Getting By, Getting Back, and Getting On - Exploring the implications of the STARS study for personal recovery

Brittney Doll-Schaeffer, MS, LMFT, CPS

September is National Recovery month. The Substance Abuse and Mental Health Services Administration (SAMSHA) sponsors this event as an effort to, “increase awareness and understanding of mental and substance use disorders and celebrate the people who recover.” So what does recovery mean?

The 1960s and 1970s have been called the era of deinstitutionalization within the mental health field. Clinicians began to recognize that individuals with severe and persistent mental illness (SPMI) had needs beyond symptom reduction. They began to explore the possibility that their clients needed more than the restraint of the hospital walls and a medication-induced stupor. Clients with psychiatric illnesses were not improving. So, in the 1970s, the National Institute of Mental Health (NIMH) developed the concept of a Community Support System (CSS). The idea was that the community would get involved in the lives of these clients and provide various resources to reduce restraint and seclusion (Anthony, 1993).

In the 1980s, clinicians were beginning to understand that terms such as illness, impairment, dysfunction, and disability were not helpful or useful to their clients. The Center for Psychiatric Rehabilitation went beyond symptom reduction to support their clients through rehabilitation, life enrichment, and personal empowerment. They called this the “caring system”—a mental health system that recognized the self-determination of each client and the possibility of recovery (Anthony, 1993).

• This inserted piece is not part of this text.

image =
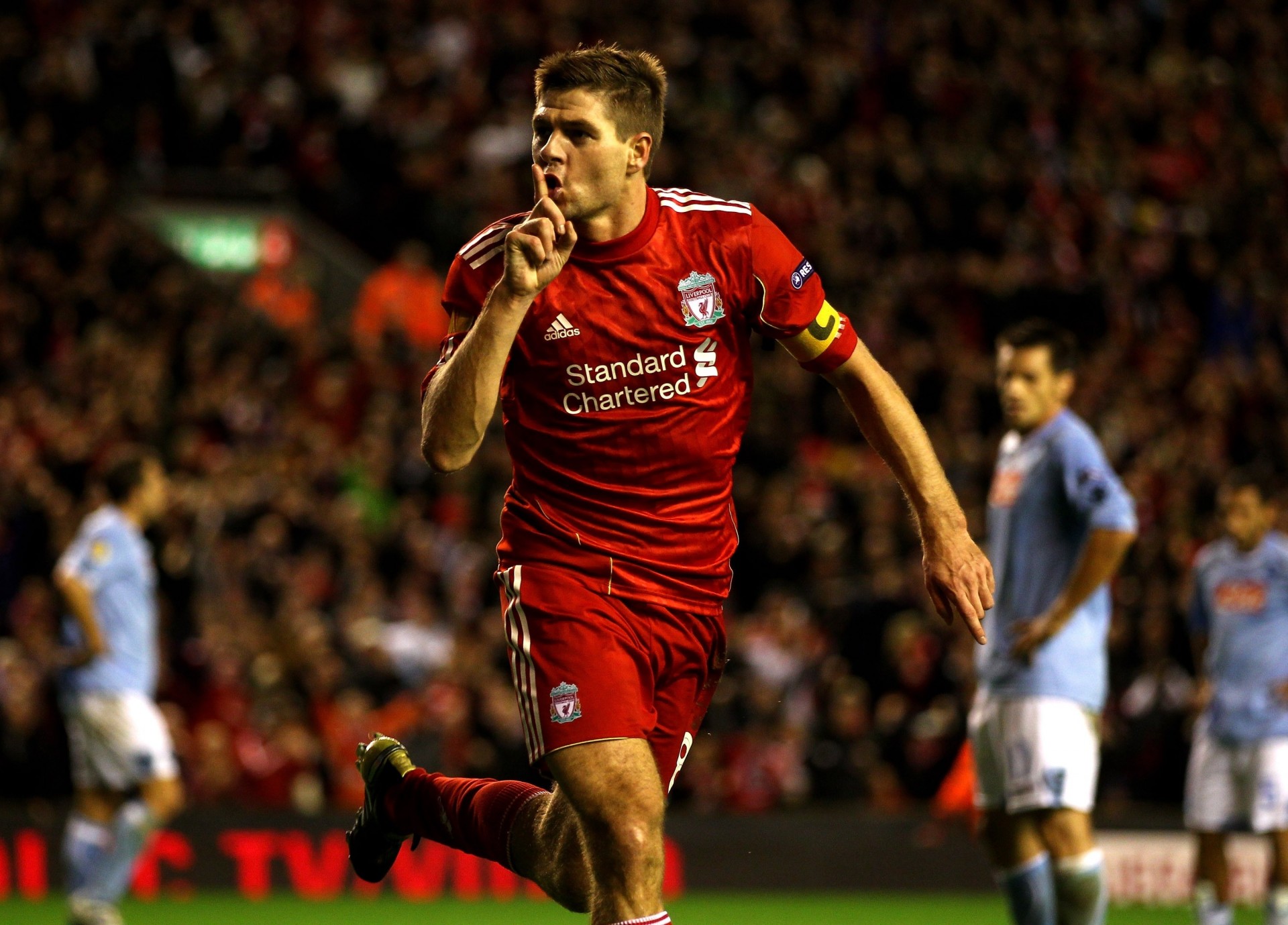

This idea was truly revolutionary. The basic premise that the client determines when he feels ill or when he feels well spun the mental health field on its head. Researchers and clinicians began to see positive results because of the caring system…and were now paying attention.

The STARS Study

Following the rehabilitation movement of the 1990s, Kaiser Permanente conducted a study exploring the client (or consumer) definition of recovery. What they discovered through the Study of Transitions and Recovery Strategies (STARS) study was that recovery is a nonlinear movement through phases. Consumers defined these phases as: Getting By, Getting Back, and Getting On (Yarborough, 2016).

Getting By

In the Getting By phase, participants reported having low expectations for recovery and were simply trying to cope by maintaining some basis of self-control through adequate nutrition, sleep, and personal hygiene. Individuals that are Getting By still have some lingering mental health symptoms and report struggling with anxiety, paranoia, and fear. Interventions in this phase focus around symptom reduction through personal empowerment and relational support. Consumers reported wanting “a good fit” with peers and professionals—wanting to surround themselves with individuals that provide care and compassion in the midst of personal suffering (Green et al., 2008).

Getting Back

In the Getting Back phase, consumers reported experiencing more control over self and symptoms. They described more self-care goals such as maintaining employment, community involvement, and reengaging in hobbies and relationships. Recovery focused on the importance of having people in their lives that listen, understand, believe, and strive to know them. Particularly in relationship with clinicians, consumers reported the importance of mutual trust and collaboration. More than anything, consumers reported that having a voice in their own treatment and a choice over major treatment decisions was key in their mental health recovery (Green et al., 2008).

Getting On

In the Getting On phase, mental health symptoms were no longer the focus of life. Consumers experienced stability and freedom not experienced in the other two phases (Yarborough, 2016). In this phase, individuals identified strongly with an internal sense of hope for the future. They are also aware that there may be times when they are once again in the Getting By or Getting Back phases but have created a plan for those times (Green et al., 2008).

Recovery Means Self-Control

As stated above, shifting the mental health field from clinician-focused treatment to client empowerment, voice and choice was a revolutionary movement. Individuals that experience mental health symptoms have a deep need for personal empowerment through the caring support of family, friends, peers, clinicians, and community. Healthy relationships are the key to mental health. Mental health recovery means feeling in control of symptoms, triggers, and vulnerabilities. That level of personal control may ebb and flow, wax and wane over the years but recovery means that the consumer sets the pace to “get” where they want to go.

Anthony, W. A. (1993). Recovery from mental illness: The guiding vision of the mental health service system in the 1990s. Rehabilitation Journal, 16(4), 11-23.

Green, C. A., Polen, M. R., Janoff, S. L., Castleton, D. K., Wisdom, J. P., Vuckovic, N. et al. (2008). Understanding how clinician-patient relationships and relational continuity of care affect recovery from serious mental illness: STARS study results. Psychiatric Rehabilitation Journal, 32(1), 9-22.

Yarborough, BJ. H., Yarborough, M. T. Janoff, S. L., Green, C. A., (2016). Getting by, getting back, getting on: Matching mental health services to consumers’ recovery goals. Psychiatric Rehabilitation Journal, 39(2), 97-104.